落ちたからこそ、気づいてしまう闇がある。闇に気づくと、闇に捕らわれ、闇の中でもがくと、闇に沈んでいく。

 その悪魔のサイクルに、西沢が陥らないとは、誰にも保証できない。

 少なくとも、今の西沢が孤立しているのは確かなのだから。


「待つ……しかないのかな……なんか偉そうだね、私」


 柊がため息をつくと、佐々木は腕を組み、槻谷は頭を人差し指でコリコリ掻いた。

 いるべきものが一人欠けただけの食卓は、何故か人一人では埋められないほどの寂寥感を押し込めていて。冷たく、重い空気がただ、カフェテリアのその一角に(よど)んでいた。


◆◇◆


「ししゃも……結局、美玲とは話せないままね……」

「みゅう」


 落ち込みながら帰途につく柊に並んで歩きながら、俺は相槌の声を上げた。

 とりあえず、西沢のことも心配だが、俺の目下の課題は「柊のトラウマを解消すること」なんだよな。それができなかったら、ししゃもと一緒に、俺は死ぬ。
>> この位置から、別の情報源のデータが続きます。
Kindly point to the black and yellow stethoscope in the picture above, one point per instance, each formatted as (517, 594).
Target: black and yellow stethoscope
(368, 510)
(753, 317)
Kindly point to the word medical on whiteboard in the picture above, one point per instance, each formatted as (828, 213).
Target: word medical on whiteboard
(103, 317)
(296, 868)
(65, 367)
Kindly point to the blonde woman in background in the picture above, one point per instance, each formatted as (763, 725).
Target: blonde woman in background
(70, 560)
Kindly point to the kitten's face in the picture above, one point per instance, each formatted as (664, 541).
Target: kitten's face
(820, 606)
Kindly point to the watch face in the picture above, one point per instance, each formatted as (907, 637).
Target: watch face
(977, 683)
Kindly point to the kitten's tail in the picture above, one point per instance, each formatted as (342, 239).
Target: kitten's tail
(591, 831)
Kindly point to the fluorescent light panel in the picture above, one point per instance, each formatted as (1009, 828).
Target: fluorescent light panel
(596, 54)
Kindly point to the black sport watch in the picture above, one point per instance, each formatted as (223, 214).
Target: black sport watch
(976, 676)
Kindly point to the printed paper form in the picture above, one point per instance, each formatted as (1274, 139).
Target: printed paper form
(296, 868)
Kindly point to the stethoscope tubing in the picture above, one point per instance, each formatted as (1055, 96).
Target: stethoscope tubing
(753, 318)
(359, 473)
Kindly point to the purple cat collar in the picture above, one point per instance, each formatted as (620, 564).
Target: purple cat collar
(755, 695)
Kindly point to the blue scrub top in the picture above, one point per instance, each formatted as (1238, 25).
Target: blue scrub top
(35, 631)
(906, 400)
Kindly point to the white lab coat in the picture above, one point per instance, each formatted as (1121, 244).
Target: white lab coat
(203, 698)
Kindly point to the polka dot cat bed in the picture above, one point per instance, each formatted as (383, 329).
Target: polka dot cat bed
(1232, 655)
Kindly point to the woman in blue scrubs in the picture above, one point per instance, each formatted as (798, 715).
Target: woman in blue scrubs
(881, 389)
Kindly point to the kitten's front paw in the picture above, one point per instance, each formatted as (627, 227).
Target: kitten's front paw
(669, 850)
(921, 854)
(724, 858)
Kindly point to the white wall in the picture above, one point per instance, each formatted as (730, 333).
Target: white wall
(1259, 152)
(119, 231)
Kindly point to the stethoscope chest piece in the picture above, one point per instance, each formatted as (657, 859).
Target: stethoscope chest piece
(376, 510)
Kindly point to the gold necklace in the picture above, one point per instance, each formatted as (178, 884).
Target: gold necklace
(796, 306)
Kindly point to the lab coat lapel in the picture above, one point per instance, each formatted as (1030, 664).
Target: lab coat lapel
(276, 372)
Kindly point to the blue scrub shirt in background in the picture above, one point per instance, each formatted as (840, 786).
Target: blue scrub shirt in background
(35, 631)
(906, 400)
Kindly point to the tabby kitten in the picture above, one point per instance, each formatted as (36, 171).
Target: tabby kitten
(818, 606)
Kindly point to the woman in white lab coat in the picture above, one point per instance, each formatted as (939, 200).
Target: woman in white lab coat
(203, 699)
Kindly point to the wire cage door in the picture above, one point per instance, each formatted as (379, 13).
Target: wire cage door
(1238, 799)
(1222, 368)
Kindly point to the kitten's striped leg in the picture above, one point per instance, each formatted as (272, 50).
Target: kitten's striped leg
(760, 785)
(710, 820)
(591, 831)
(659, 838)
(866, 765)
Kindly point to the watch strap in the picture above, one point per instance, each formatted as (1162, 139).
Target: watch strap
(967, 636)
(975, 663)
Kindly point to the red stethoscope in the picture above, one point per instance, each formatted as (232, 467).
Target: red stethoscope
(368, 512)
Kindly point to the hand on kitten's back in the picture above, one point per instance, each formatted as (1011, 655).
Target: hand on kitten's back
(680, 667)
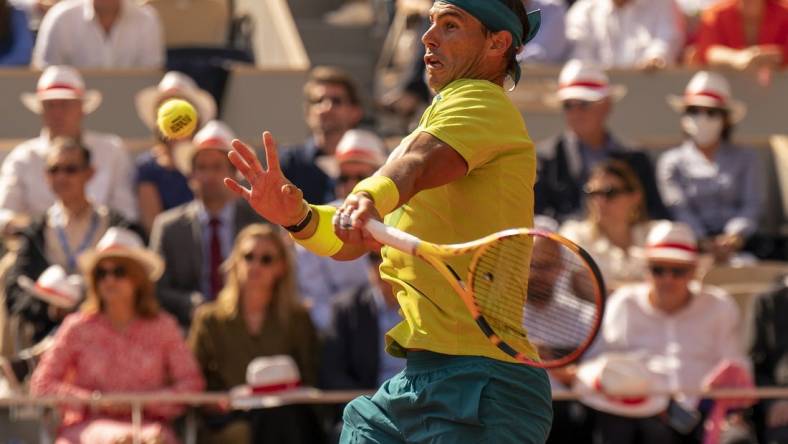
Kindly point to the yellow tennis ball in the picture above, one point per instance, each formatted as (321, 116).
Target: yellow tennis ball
(176, 119)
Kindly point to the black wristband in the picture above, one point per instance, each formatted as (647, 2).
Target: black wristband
(301, 225)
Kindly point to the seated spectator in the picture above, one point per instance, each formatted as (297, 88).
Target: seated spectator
(118, 342)
(16, 40)
(640, 34)
(614, 230)
(768, 349)
(549, 46)
(565, 161)
(258, 313)
(708, 182)
(160, 185)
(743, 35)
(195, 238)
(359, 154)
(332, 106)
(70, 227)
(101, 34)
(193, 22)
(62, 102)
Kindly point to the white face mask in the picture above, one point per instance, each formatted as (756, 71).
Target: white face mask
(702, 128)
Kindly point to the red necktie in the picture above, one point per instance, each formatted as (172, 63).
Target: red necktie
(216, 259)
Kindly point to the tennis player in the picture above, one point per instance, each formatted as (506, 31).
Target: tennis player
(467, 171)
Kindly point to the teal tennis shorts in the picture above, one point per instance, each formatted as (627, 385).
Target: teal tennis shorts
(453, 399)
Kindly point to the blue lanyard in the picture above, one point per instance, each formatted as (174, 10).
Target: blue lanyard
(61, 234)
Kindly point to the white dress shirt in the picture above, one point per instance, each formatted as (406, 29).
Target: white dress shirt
(683, 347)
(622, 37)
(24, 188)
(70, 34)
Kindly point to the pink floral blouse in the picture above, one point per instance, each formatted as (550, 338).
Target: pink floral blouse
(89, 355)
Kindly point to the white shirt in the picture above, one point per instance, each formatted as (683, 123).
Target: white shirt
(24, 188)
(70, 34)
(682, 347)
(610, 36)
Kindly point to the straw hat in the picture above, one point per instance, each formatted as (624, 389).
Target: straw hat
(61, 83)
(709, 89)
(611, 383)
(215, 135)
(583, 81)
(174, 84)
(671, 241)
(54, 287)
(123, 243)
(361, 146)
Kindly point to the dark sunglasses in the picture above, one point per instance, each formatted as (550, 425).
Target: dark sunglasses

 可及的速やかに『試練』を乗り越えなくてはならない立場にいるわけだ。

 まったく、あのクソ神め。食えない奴ではあるが、憎めない奴ではない(・・・・)

 むしろ大いに憎んでいる。

 悪態をつきながらも、しかし、一方で考えるのは、何はともあれ、柊のトラウマと今回のケースは重なっているということ。

 今まで経験してきたのと同じように、西沢の問題は柊の問題にオーバーラップしているのではないか、という予感。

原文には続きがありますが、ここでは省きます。